[SPARK-14082][MESOS] Enable GPU support with Mesos #14644

tnachen · 2016-08-15T06:41:04Z

What changes were proposed in this pull request?

Enable GPU resources to be used when running coarse grain mode with Mesos.

How was this patch tested?

Manual test with GPU.

srowen · 2016-08-15T07:56:29Z

Does Mesos have a general node labeling mechanism like YARN that one could use to choose machines with a certain property? It seems OK to also support a Mesos-specific property under spark.mesos.* if this is broken out separately in Mesos but just wondering if that provides a simpler and more generic solution.

SparkQA · 2016-08-15T08:43:40Z

Test build #63776 has finished for PR 14644 at commit 4edc6db.

This patch passes all tests.
This patch merges cleanly.
This patch adds no public classes.

SparkQA · 2016-08-15T08:47:31Z

Test build #63777 has finished for PR 14644 at commit ef59b34.

This patch passes all tests.
This patch merges cleanly.
This patch adds no public classes.

SparkQA · 2016-08-15T18:20:17Z

Test build #63792 has finished for PR 14644 at commit 2f658b4.

This patch fails Scala style tests.
This patch merges cleanly.
This patch adds no public classes.

tnachen · 2016-08-15T18:45:13Z

@srowen Mesos also supports node labels as well (which is how constraints is implemented in Spark framework). However GPUs are implemented as a resource (as we want to account for # of GPUs instead of just placing a task there).

As for the config name, I just picked that to begin with. I was also thinking we should consider having a generic config name (spark.gpus?) as I believe it could be reused. But I wasn't sure how we like to account for this yet as GPUs are quite different from CPUs (Mesos currently just do a integer number of GPUs, not sharing or topology information yet). You have suggestons?

srowen · 2016-08-16T10:25:40Z

OK, that makes sense. I think a property under spark.mesos makes sense right now.

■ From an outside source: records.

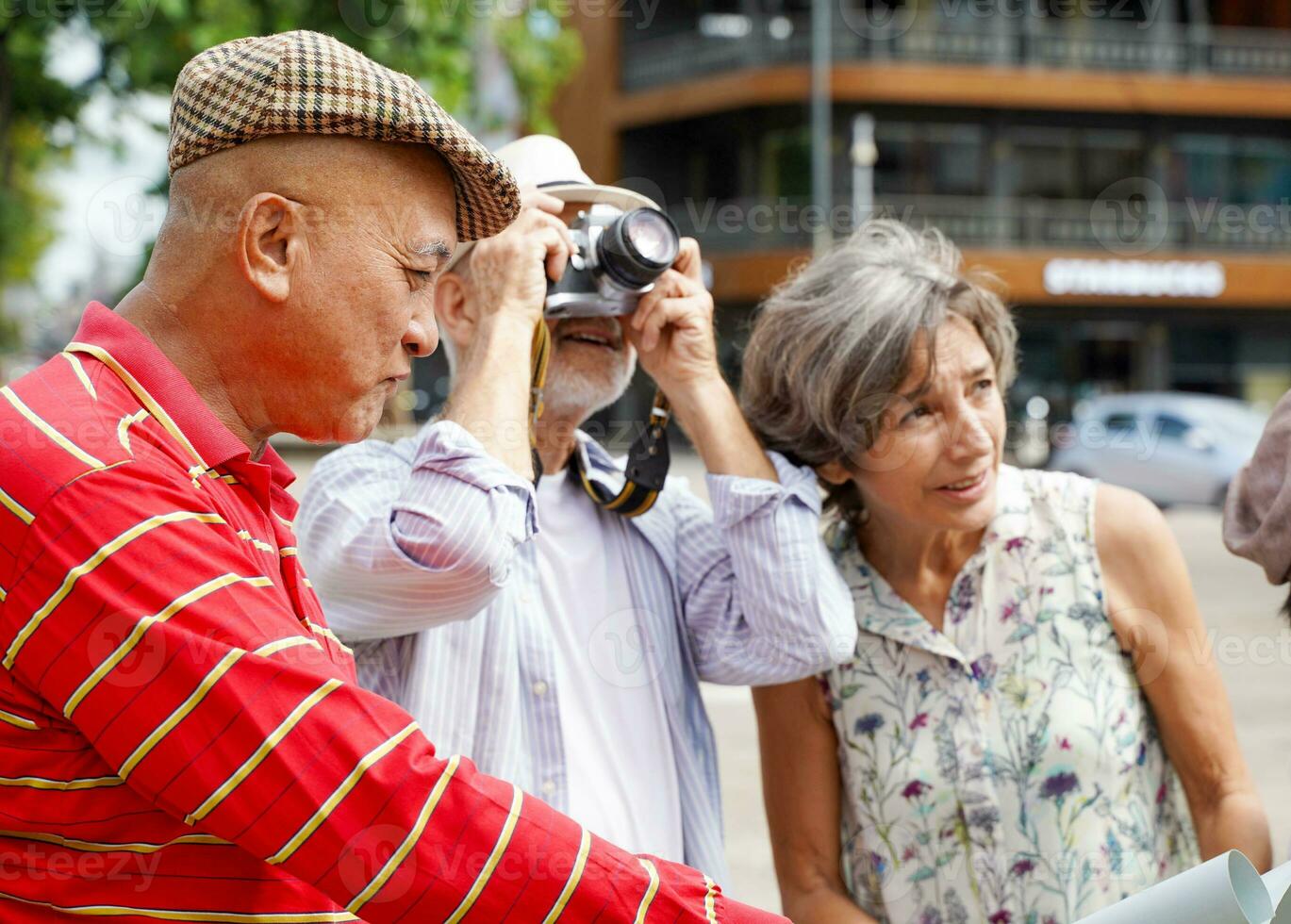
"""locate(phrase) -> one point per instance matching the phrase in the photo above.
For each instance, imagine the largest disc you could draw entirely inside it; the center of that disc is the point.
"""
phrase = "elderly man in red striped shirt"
(181, 737)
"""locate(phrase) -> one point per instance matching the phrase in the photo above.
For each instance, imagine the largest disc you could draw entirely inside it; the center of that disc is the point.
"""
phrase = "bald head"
(300, 270)
(336, 178)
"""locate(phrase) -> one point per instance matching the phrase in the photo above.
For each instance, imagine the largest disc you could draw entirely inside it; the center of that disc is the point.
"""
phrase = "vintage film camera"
(620, 256)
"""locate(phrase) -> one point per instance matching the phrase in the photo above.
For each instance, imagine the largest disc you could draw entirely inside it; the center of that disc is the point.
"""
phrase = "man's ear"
(452, 307)
(270, 243)
(836, 472)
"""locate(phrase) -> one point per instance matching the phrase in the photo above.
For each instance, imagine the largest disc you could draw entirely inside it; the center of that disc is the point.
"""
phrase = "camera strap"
(646, 470)
(541, 356)
(647, 459)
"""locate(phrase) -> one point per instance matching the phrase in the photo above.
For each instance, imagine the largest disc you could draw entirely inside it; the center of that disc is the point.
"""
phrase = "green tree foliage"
(142, 45)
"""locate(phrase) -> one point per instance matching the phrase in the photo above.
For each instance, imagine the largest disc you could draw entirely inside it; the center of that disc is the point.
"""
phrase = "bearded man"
(555, 640)
(181, 735)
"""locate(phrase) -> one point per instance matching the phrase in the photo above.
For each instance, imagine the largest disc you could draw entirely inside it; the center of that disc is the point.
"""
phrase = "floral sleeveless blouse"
(1006, 769)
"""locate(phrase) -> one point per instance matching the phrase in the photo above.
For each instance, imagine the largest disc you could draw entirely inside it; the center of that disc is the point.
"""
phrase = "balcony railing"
(1112, 227)
(1087, 44)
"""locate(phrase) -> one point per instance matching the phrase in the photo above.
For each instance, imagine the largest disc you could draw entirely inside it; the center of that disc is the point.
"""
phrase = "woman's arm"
(802, 791)
(1154, 615)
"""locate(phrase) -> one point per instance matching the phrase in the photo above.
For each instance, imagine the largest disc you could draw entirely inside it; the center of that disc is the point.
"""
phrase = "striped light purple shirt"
(420, 553)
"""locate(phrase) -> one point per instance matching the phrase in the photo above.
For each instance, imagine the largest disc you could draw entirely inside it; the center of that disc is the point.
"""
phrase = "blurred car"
(1171, 447)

keithchambers · 2016-09-05T17:00:41Z

@tnachen does this resolve SPARK-14082?

/cc @mgummelt

klueska · 2016-09-08T08:31:12Z

...main/scala/org/apache/spark/scheduler/cluster/mesos/MesosCoarseGrainedSchedulerBackend.scala

@@ -103,6 +103,7 @@ private[spark] class MesosCoarseGrainedSchedulerBackend(
  private val stateLock = new ReentrantLock

  val extraCoresPerExecutor = conf.getInt("spark.mesos.extra.cores", 0)
+  val maxGpus = conf.getInt("spark.mesos.gpus.max", 0)

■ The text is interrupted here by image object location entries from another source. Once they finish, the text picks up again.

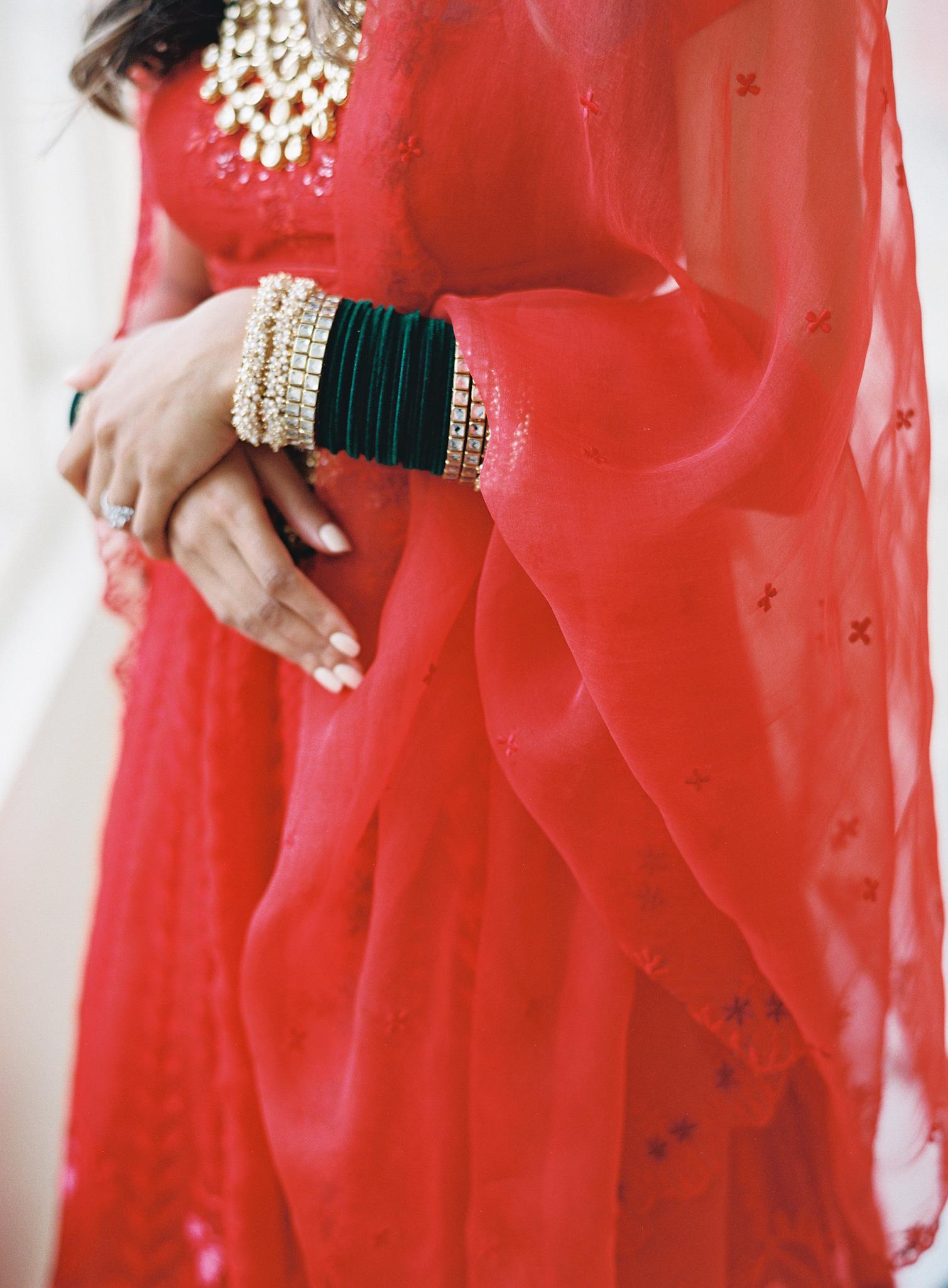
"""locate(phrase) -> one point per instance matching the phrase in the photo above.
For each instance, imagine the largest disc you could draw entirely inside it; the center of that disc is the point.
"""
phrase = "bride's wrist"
(224, 317)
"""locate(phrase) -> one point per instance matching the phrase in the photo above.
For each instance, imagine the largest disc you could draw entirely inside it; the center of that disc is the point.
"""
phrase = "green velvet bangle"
(386, 387)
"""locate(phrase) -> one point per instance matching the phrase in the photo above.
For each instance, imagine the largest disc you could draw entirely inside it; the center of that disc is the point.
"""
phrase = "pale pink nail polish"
(344, 643)
(334, 538)
(327, 679)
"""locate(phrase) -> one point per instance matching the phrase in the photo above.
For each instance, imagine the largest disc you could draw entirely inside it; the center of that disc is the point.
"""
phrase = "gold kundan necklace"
(273, 84)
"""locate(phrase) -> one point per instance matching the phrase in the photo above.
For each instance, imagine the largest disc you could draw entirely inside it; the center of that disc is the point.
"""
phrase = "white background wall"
(66, 222)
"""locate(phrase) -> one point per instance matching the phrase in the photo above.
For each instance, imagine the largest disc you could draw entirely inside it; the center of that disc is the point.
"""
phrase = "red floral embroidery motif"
(846, 829)
(746, 84)
(861, 631)
(410, 148)
(776, 1009)
(587, 102)
(818, 321)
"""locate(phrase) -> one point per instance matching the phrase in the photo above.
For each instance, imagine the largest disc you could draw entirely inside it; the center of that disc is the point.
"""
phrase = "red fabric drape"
(615, 885)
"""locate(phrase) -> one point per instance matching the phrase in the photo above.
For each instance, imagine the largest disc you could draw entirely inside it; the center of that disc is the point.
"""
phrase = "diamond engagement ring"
(116, 516)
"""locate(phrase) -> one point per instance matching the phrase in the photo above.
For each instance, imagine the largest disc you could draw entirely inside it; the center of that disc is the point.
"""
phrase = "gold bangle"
(285, 329)
(305, 370)
(249, 390)
(468, 433)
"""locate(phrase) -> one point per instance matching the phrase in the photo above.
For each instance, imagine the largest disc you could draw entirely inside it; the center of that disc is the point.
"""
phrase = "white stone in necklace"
(275, 87)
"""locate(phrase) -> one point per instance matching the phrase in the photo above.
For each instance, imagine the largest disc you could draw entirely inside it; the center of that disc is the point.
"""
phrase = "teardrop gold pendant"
(273, 85)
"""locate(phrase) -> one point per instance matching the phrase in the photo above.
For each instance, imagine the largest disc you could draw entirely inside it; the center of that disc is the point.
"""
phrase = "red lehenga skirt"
(594, 942)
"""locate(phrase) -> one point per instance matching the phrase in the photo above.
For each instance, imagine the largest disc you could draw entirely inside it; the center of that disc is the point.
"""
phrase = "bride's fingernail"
(349, 675)
(334, 538)
(327, 679)
(344, 643)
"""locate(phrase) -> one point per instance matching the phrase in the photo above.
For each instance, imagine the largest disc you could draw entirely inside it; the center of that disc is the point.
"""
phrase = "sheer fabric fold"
(616, 883)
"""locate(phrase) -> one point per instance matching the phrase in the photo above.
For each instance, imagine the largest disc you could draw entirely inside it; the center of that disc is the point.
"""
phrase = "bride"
(521, 867)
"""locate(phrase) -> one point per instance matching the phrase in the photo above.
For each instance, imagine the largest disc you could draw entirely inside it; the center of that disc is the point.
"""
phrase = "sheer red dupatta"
(709, 501)
(670, 711)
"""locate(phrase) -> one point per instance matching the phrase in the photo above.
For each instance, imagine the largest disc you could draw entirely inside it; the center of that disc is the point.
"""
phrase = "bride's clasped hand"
(155, 433)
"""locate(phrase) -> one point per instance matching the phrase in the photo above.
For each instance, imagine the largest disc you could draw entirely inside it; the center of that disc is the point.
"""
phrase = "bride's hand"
(222, 536)
(156, 415)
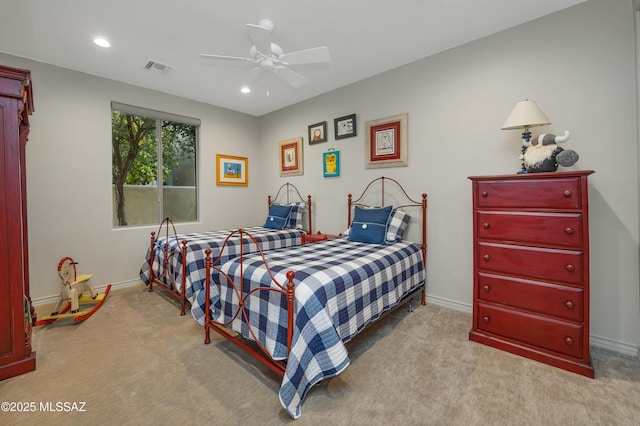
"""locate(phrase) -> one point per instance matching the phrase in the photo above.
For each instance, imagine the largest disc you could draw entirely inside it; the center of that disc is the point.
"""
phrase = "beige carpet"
(137, 362)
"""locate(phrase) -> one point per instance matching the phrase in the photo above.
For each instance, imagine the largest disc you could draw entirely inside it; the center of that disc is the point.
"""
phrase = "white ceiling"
(364, 37)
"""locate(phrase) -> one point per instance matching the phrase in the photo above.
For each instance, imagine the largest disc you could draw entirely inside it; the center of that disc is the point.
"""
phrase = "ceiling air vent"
(157, 67)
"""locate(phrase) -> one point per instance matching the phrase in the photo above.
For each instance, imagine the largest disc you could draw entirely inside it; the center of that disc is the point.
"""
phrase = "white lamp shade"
(526, 114)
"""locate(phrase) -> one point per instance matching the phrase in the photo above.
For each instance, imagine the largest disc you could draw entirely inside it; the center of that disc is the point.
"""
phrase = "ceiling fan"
(268, 56)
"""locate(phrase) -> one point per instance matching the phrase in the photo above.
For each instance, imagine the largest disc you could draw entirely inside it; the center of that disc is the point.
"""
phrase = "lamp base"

I know in a previous iteration of this patch we were using the config variable spark.mesos.gpu.enabled=true instead of spark.mesos.gpu.max=XX. Why did this change? If I nee to set a max, how do I know how big to make the value? Do the spark configuration scripts allow me to run bash commands to programattically count the total number of GPUs on the machine if that's my desired max?

My thoughts was that by only allowing a Boolean flag a spark job either uses all GPUs from a host or not, which it won't be able to have different GPu devices shared by different jobs. By specifying a limit at least there is ability to let a job specify how much GPUs it should grab per node. thoughts?

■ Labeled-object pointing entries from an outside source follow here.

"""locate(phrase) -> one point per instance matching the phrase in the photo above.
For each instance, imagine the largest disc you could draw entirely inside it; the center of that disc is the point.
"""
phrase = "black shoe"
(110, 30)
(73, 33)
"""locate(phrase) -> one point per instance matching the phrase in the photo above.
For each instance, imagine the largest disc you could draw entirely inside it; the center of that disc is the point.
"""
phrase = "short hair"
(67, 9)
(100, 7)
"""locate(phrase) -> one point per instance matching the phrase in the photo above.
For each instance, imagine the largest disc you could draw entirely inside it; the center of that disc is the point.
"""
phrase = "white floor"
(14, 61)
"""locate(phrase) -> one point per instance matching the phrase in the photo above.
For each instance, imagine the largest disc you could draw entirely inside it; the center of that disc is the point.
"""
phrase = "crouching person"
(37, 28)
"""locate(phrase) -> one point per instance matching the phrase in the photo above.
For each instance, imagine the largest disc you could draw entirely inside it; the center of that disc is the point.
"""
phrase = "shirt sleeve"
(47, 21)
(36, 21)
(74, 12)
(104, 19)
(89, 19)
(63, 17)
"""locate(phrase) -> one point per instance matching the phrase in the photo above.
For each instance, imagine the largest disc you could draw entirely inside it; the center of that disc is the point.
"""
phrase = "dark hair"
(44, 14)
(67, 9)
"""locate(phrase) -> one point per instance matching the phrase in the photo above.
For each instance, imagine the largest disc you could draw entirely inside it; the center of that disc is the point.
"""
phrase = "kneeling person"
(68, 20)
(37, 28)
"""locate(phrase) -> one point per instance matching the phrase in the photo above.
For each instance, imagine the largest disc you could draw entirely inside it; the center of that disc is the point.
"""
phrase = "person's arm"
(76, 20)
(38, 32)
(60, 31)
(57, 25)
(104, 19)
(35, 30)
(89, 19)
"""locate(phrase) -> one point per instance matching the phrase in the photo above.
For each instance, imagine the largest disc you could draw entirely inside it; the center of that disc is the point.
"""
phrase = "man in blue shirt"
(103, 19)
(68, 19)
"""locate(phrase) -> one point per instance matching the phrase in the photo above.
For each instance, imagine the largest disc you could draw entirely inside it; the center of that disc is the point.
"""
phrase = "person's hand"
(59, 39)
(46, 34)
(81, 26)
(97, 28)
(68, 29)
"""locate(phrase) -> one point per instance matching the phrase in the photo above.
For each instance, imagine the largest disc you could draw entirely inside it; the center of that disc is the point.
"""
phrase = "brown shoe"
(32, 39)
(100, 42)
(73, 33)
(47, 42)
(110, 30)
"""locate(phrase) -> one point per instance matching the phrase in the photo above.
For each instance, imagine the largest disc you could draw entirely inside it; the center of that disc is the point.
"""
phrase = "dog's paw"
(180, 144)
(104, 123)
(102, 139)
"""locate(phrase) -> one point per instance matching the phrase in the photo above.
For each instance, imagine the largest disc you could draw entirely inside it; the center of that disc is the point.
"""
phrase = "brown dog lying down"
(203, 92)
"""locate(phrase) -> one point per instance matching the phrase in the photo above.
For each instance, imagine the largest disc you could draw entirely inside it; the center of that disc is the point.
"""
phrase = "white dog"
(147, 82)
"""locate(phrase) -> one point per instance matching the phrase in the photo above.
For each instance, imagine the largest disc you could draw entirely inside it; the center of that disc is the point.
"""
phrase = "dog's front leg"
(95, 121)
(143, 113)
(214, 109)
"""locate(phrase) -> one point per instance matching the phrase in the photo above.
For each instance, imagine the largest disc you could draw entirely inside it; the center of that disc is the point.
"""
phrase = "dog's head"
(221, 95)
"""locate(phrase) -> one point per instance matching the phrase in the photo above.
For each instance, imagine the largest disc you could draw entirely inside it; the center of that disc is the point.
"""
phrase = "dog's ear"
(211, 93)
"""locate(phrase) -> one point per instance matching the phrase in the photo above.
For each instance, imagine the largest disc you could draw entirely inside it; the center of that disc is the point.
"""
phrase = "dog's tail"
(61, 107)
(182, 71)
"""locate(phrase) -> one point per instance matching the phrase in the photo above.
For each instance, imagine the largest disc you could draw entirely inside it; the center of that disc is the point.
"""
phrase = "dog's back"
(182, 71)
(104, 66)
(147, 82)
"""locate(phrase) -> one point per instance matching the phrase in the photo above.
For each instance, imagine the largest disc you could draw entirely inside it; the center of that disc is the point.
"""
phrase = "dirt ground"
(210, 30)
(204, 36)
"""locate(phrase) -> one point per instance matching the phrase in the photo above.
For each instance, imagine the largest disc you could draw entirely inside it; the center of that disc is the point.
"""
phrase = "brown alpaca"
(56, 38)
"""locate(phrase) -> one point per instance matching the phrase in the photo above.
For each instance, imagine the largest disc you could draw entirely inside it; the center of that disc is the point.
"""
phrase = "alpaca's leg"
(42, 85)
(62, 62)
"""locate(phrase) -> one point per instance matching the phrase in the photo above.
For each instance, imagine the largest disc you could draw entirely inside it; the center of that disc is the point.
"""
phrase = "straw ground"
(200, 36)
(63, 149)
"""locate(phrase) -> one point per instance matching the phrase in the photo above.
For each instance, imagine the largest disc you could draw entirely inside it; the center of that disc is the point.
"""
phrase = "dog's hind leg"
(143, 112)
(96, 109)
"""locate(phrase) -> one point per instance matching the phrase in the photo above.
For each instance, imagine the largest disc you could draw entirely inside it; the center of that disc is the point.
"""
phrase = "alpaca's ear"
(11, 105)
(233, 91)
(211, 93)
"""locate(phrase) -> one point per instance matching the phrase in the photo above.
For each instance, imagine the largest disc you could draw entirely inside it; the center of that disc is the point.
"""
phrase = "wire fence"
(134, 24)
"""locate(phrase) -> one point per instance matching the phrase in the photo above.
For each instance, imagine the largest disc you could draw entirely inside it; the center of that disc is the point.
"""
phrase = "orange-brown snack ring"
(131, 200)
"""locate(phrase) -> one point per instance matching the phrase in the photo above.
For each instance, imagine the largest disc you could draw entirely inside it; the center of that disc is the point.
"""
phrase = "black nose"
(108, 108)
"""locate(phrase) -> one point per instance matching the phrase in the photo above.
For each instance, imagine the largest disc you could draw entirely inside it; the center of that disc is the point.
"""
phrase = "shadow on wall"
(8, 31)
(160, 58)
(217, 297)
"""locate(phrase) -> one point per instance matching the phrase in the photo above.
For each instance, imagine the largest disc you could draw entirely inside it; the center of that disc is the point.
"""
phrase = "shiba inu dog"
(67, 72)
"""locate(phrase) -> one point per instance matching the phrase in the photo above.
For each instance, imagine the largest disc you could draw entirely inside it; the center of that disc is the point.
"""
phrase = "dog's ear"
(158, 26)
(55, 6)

Yeah, it makes sense. The only additional question I had was if there's a
way to auto-discover the number of GPUs on the machine and do some math on
it inside the config. i.e. does the config allow bash syntax or something
so I can inspect /dev/ and count the number of GPUs installed? I'm
picturing a scenario where I'd like to deploy the same config to a bunch of
hosts, but have the autodiscover this value themselves.

On Thu, Sep 8, 2016 at 3:17 PM Timothy Chen notifications@github.com
wrote:

In
core/src/main/scala/org/apache/spark/scheduler/cluster/mesos/MesosCoarseGrainedSchedulerBackend.scala
#14644 (comment):

@@ -103,6 +103,7 @@ private[spark] class MesosCoarseGrainedSchedulerBackend(
private val stateLock = new ReentrantLock

val extraCoresPerExecutor = conf.getInt("spark.mesos.extra.cores", 0)

val maxGpus = conf.getInt("spark.mesos.gpus.max", 0)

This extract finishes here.